The Browns came together Wednesday for the first time since they departed Baltimore winners of one of the wildest games of the NFL season.
There was no block of this morning's schedule dedicated to reflection and reminiscing. It was all Denver, all the time because, well, there's a lot to digest when it comes to the undefeated Broncos.
"As much as we feel good about what we did this past Sunday … I made it very clear in the meeting that once we reached a certain point that Baltimore was behind us. We're looking forward as always," Browns coach Mike Pettine said. "We have to put this one, as significant as it was, as much meaning it had, it needs to be behind us because Sunday will come up quick."
No matter if it's the offense, defense or special teams, it's impossible to ignore what Denver's accomplished through the first five games, and that's what makes Sunday's showdown at FirstEnergy Stadium "a challenge in all three phases."
To notch their second consecutive victory, something that's eluded the Browns since early November of last season, they'll need to be better on defense against a Broncos offense led by future Hall of Fame quarterback Peyton Manning. They'll also need to maintain and build off all the good that's happened on offense against a Broncos defense that Pettine said was nothing like the team has seen so far this season.
That's why there's minimal concern about the team riding too high after a much-needed pick-me-up last week at Baltimore. The desire to relive that feeling against the Broncos is too great.
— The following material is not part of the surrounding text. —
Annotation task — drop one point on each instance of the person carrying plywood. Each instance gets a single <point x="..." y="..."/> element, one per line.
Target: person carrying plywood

"We want to take the momentum from the game and understand how good it felt to win, knowing that we did a lot of little things right that contributed to the win," Pettine said. "We're not in the position to take anybody lightly. It'll be emphasized all week, like I said. Hopefully, we'll have another great week of prep like we did last week and we'll get the result we want on Sunday."
Re-living all of the best plays of last week's game â plus highlights in the community.
Pettine called Manning "the equivalent of having an offensive coordinator who can play against you," and downplayed the veteran's early-season struggles. Through five games, Manning has 1,234 yards, six touchdowns and seven interceptions as the Broncos offense has displayed a new look under first-year coach Gary Kubiak. In his last two games, Manning has one touchdown and four interceptions.
"Anytime you install a new offense, right in the beginning, there are going to be some hiccups, even with someone of his caliber," Pettine said. "You can see it when you look at the amount of gun snaps and when they are throwing the ball that is when I see him, especially the third-down stuff, the two-minute when they have gone no-huddle is when you see the vintage Peyton."
Anytime Manning's struggled, his defense has been there to pick him up. The unit has intercepted seven passes (two pick-6s), made 22 sacks and is in the top-five in most defensive categories.
They'll be up against a Browns offense that has been prolific through the air in its last three games and enters Sunday ranked No. 8 in total offense. That's the best of any of Denver's previous five opponents.
"Anytime you can rush the passer the way they do, you have to be able to establish some type of run. So that will be important to us," Pettine said. "Part of it, too, is to get ahead of the sticks, to not be in those situations."